D’entrée de jeu, le Brésil a pris l’ascendant en mettant la pression sur la relance espagnole. A tour de rôle, les quatre attaquants ont fait les efforts sur chaque passe en retrait, allant gêner Piqué, Ramos et Busquets dans leurs transmissions. Le milieu de terrain du Barça a été particulièrement perturbé par Oscar, décidément toujours prêts pour "agresser" les plaques tournantes des systèmes de jeu adverses (cf. ses travaux sur Pirlo lors du premier Chelsea-Juve de la saison, puis face à l’Italie plus tôt dans le tournoi).
Ce premier travail défensif abattu par les attaquants n’aurait évidemment été d’aucun intérêt si le reste du bloc ne l’avait pas accompagné.
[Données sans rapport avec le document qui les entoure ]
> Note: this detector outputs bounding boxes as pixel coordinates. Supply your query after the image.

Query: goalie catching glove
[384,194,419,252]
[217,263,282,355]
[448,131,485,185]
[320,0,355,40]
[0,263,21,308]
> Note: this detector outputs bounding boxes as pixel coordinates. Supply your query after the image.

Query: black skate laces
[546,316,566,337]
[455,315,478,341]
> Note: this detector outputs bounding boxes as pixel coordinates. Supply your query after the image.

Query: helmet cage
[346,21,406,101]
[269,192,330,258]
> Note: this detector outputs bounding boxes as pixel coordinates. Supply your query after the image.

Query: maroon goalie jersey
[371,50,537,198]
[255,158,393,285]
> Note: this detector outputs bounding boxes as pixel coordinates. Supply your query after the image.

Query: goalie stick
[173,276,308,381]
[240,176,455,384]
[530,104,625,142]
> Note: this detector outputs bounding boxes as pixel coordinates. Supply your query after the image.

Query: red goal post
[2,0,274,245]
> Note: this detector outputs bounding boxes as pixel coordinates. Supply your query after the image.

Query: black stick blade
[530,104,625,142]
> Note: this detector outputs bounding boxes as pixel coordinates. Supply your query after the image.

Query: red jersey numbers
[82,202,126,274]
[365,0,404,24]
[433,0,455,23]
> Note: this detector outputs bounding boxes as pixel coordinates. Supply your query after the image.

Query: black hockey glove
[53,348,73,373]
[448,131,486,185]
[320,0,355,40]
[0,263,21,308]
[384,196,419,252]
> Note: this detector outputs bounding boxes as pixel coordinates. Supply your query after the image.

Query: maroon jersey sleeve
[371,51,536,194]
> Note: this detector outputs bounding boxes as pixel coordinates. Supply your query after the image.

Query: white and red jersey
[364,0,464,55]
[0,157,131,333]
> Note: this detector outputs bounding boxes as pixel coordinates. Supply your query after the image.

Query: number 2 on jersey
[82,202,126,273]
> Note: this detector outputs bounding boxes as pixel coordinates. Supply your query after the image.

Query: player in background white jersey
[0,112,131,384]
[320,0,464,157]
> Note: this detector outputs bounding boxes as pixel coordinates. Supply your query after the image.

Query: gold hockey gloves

Calqués sur l’organisation espagnole, tous les "défensifs" du Brésil réagissaient aux mouvements de leurs adversaires directs. Ainsi, Paulinho et Luiz Gustavo restaient au contact de Xavi et Iniesta lorsque ces derniers étaient contraints de revenir dans leur camp pour aider à la remontée des ballons. Même chose pour Daniel Alves et Marcelo face à Mata et Pedro. Enfin, David Luiz et Thiago Silva se partageaient Fernando Torres, cherchant à le devancer sur les transmissions qui lui étaient adressées. Ne laissant aucun répit aux axiaux espagnols, les Brésiliens ont forcé leurs adversaires à passer par les couloirs et à utiliser les relais de ses latéraux, seuls "oubliés" par leur système, pour atteindre la ligne médiane. La formule qui avait fonctionné avec l’Italie a aussi marché face à l’Espagne (lire : Rapport : le Brésil de Scolari). Complètement dépassée, la Roja a craqué dès la deuxième minute de jeu après une action lancée par David Luiz, sur un changement de jeu à destination de Hulk (dominateur face à Jordi Alba). Déjà, le Brésil avait réussi son premier pari : concrétiser au tableau d’affichage les efforts réalisés pour étouffer son adversaire (ce que n’avait par exemple pas réussi à faire le Borussia Dortmund lors de la finale de Ligue des champions).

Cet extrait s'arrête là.